You will enjoy money, fame and the respect of daytime-TV watchers everywhere for your stint as avuncular, no-nonsense Judge Virgo.


Sometimes it is best to simply let events unfold. However, doing so for the last 25 years was probably a mistake.

Confusion is yours this week when, upon second reading, you realize that Ayn Rand’s The Fountainhead is not an erupting volcano of erotic imagery.

The inaccuracy of your last 17 horoscopes finally leads you to a inescapable conclusion: You are actually a Libra.

You will travel back in time this week to kill Hitler’s parents, but you wind up shooting the wrong couple and return to a world that has never known Orville Reddenbacher.

Your tendency to solve problems with your fists will come in handy while learning trigonometry.

You awake from your 10-year coma to discover that former heavyweight boxer Jerry Quarry still insists he is not your mommy.
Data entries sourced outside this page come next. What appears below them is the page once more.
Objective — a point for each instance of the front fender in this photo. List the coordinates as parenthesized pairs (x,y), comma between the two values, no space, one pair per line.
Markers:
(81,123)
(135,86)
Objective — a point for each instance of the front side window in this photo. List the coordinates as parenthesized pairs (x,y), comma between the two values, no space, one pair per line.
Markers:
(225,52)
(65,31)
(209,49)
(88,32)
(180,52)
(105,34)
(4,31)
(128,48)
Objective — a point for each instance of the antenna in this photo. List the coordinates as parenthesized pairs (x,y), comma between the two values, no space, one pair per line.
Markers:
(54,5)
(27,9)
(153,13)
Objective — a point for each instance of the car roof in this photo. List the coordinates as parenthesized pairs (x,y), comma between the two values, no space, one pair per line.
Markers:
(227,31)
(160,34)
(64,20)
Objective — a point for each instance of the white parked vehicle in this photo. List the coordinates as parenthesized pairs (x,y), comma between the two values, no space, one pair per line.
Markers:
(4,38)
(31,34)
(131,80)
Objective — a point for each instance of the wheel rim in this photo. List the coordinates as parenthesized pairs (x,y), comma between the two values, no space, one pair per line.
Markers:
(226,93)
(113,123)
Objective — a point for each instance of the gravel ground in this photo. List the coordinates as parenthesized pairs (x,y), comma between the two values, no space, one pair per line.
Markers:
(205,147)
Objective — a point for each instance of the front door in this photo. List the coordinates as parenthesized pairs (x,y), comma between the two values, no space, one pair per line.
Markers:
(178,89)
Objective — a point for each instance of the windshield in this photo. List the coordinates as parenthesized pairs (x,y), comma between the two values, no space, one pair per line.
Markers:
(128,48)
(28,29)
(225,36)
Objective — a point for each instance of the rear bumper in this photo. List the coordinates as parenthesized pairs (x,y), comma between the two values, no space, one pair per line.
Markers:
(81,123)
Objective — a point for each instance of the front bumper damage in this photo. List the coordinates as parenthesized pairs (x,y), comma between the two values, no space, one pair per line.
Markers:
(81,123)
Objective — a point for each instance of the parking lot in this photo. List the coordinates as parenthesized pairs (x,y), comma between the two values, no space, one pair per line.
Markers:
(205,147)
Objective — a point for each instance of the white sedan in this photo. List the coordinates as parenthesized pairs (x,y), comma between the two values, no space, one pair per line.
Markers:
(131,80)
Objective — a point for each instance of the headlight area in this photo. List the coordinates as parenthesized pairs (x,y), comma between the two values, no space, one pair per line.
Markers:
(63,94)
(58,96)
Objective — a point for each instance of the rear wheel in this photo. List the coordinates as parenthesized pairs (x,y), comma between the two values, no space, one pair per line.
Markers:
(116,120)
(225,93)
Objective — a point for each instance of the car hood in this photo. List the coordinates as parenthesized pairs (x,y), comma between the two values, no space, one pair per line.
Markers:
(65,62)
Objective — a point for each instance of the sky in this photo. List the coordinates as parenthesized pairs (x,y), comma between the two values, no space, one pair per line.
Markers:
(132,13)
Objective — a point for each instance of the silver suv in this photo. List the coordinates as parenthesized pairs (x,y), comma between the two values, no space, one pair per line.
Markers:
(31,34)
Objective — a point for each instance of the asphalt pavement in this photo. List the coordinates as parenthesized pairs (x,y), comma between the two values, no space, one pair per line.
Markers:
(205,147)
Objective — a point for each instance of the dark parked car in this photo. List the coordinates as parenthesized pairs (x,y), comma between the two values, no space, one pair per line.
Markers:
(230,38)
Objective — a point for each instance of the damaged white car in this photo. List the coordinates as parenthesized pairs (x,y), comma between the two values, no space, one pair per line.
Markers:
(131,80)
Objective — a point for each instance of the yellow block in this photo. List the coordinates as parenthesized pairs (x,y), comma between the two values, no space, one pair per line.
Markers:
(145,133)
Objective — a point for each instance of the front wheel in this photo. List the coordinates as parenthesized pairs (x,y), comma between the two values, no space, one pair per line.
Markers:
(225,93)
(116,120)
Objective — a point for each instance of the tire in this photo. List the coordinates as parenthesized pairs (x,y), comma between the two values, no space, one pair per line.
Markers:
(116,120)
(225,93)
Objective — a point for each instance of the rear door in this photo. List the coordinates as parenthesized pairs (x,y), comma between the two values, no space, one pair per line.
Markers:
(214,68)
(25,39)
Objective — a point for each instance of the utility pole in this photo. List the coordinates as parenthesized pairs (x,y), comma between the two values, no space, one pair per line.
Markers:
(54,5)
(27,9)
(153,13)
Though you have always been willing to die for the things you believe in, you never thought it would happen so soon, so violently, and over something as trivial as the tooth fairy.

You will be sorely tempted this week by filet of sole braised in sauce l’orange, new potatoes almondine, and petit crepes Bruxelles.

You will find yourself betrayed by science this week when you discover that, in certain cases, it contradicts the teachings of your personal Lord and Savior, L. Ron Hubbard.

Your car, along with those of seven others, will be destroyed this week by a bomb cleverly concealed inside an Irishman.

You are utterly unprepared psychologically for next Tuesday.